We know that $\sum_{n=1}^\infty \frac{z^n}{n}$ converges if $|z|=1$ except when $z=1$. From this it is simple to construct another series that converges whenever $z$ is a $m$th root of unity, where $m < M$ for some $M$, with $\sum_{m=1}^M \sum_{n=1}^\infty \frac{z^{mn}}{n}$.
Is it possible to construct a sum that diverges whenever $z$ is any root of unity? I suspect that $\sum_{m=1}^\infty \sum_{n=1}^\infty \frac{z^{mn}}{n}$ is not actually a convergent series and thus naively taking the limit of the above series will not work.

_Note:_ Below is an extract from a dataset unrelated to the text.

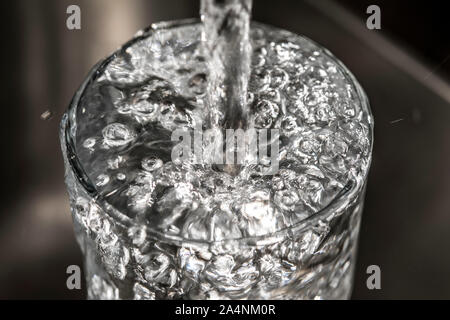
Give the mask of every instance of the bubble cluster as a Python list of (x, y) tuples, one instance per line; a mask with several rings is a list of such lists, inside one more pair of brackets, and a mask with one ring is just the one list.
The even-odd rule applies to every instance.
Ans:
[[(219, 165), (172, 161), (173, 130), (211, 117), (197, 25), (160, 30), (119, 51), (88, 85), (76, 111), (75, 149), (98, 196), (83, 194), (70, 175), (68, 183), (76, 186), (79, 241), (92, 247), (91, 298), (348, 294), (360, 206), (355, 200), (309, 219), (349, 181), (363, 189), (370, 111), (327, 51), (261, 25), (251, 35), (249, 121), (280, 130), (273, 175), (261, 174), (268, 159), (234, 175)], [(333, 271), (338, 267), (342, 272)]]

Update: How about the series $\sum_{m=1}^\infty \sum_{n=1}^\infty \frac{z^{mn}}{nm}$? This one diverges for $\arg z/2\pi$ irrational, but I expect that it should converge otherwise. If not, how about $m!$ in the denominator?

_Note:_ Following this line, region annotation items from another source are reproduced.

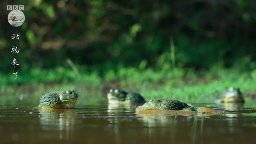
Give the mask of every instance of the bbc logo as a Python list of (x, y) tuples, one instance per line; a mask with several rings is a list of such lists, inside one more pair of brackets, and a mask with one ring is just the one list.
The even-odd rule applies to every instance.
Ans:
[(7, 5), (7, 10), (24, 10), (24, 5)]

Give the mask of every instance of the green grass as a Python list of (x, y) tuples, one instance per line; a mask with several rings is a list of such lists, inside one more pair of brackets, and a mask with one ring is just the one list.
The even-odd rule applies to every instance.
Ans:
[(108, 90), (116, 88), (140, 92), (147, 100), (173, 99), (212, 103), (222, 92), (233, 86), (240, 87), (246, 101), (250, 101), (256, 86), (255, 70), (241, 72), (221, 66), (196, 72), (192, 69), (172, 69), (164, 64), (157, 70), (122, 68), (101, 74), (78, 67), (82, 82), (71, 69), (62, 67), (32, 69), (29, 73), (21, 72), (17, 80), (12, 74), (0, 73), (0, 104), (36, 106), (42, 95), (59, 90), (76, 90), (80, 96), (78, 104), (98, 103), (106, 102)]

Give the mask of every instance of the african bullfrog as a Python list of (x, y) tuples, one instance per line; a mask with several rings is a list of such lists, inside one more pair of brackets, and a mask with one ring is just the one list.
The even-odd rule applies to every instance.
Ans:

Let $z= \exp(2\pi i x)$ for $x\in [0,1]$ and consider $${ \sum_{n=1}^{\infty} \frac{ z^{n!}}{n}=\sum_{n=1}^{\infty} \frac{\exp(2\pi i n! x)}{n} }.$$ If $z$ is an $m^{th}$ root of unity, i.e. if $x$ is rational, there is an $n$ such that $m|n!$, in which case the sum is eventually comparable to the divergent harmonic series. However, as explained here, we can use the high-powered Carleson's theorem to show the series converges pointwise a.e. on $[0,1]$.